Springfield Sister Cities’ Japan Relief Fund
We’ve been involved with Sister Cities for some 18+ years, helping with artist exchanges, festivals, and educational programs. One of our sister cities is Isesaki, Japan, and each time we’ve been to Japan, we’ve made a trip there to visit and stay with friends. We’ve also had many friends from Isesaki stay in our home here in Springfield, and last year we started the sister cities website http://peacethroughpeople.org which is coming in handy right now to publicize current fund-raisers.

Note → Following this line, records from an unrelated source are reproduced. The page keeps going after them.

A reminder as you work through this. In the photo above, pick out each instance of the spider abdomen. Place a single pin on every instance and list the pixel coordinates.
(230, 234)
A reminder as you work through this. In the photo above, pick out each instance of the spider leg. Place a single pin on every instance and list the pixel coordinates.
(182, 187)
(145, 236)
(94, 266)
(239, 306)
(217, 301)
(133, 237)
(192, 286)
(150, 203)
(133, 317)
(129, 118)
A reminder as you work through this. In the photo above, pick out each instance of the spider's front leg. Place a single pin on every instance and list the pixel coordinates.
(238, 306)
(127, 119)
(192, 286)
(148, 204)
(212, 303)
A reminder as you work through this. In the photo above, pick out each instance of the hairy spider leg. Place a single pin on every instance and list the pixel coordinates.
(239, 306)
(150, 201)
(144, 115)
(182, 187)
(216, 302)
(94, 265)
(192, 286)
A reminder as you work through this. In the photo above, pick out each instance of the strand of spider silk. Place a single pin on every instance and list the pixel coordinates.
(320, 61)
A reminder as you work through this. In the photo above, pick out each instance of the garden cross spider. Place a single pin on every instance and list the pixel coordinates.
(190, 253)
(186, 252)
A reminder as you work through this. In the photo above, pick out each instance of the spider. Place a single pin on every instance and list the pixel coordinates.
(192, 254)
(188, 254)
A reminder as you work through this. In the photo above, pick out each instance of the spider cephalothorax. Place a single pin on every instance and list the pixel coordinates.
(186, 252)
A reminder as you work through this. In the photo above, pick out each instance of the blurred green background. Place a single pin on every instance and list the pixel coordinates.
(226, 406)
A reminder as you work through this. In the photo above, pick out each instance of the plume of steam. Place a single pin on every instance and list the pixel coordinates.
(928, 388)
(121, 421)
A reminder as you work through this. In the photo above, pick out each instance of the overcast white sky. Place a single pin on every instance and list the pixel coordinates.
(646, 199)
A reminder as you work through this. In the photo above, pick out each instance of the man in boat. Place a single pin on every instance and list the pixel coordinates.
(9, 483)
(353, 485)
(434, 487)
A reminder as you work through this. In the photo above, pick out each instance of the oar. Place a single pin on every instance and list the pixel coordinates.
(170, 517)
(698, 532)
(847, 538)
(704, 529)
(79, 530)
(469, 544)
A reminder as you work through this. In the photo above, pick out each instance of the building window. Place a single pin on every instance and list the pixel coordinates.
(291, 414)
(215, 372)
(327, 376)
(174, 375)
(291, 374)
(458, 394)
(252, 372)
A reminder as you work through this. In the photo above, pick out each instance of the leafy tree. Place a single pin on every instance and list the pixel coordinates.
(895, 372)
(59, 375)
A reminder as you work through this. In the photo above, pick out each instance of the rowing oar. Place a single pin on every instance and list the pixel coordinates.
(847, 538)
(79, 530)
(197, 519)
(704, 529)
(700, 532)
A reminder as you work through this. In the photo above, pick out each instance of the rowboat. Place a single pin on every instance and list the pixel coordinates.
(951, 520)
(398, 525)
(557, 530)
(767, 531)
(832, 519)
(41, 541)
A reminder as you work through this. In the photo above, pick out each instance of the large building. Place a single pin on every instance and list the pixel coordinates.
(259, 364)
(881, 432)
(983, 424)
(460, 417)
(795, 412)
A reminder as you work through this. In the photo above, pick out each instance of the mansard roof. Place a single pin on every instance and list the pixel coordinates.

Our sister city is near Tokyo and not in the one of the severely devastated areas of Japan. There was physical damage to buildings and only one death in the prefecture. But we hear from friends about the food rationing, power blackouts, bans on food and water, and in general the whole country is a mess because the transportation and deliveries everywhere are messed up, not to mention the fears about the nuclear crisis.
After 9-11 and Katrina, our sister city raised and sent money for us to put where it would do good – it was sent to the American Red Cross. After our local 2007 ice storm, they raised and sent $17000 to replant trees and later sent 9 master gardeners to help rebuild our Japanese Stroll Garden.
The motto of our local chapter is “Think Globally, Act Locally” and there’s already been a lot of local action. We’ve partnered with students from Missouri State University, Drury University, the Community Foundation to raise money. On Monday, at local restaurant Nakato Japanese Steakhouse will donate every dollar spent in the restaurant will go to Japan. And more fund-raisers are being planned.
If you’re in the area, come out to Nakato’s on Monday, or donate directly to the Japan Relief fund here.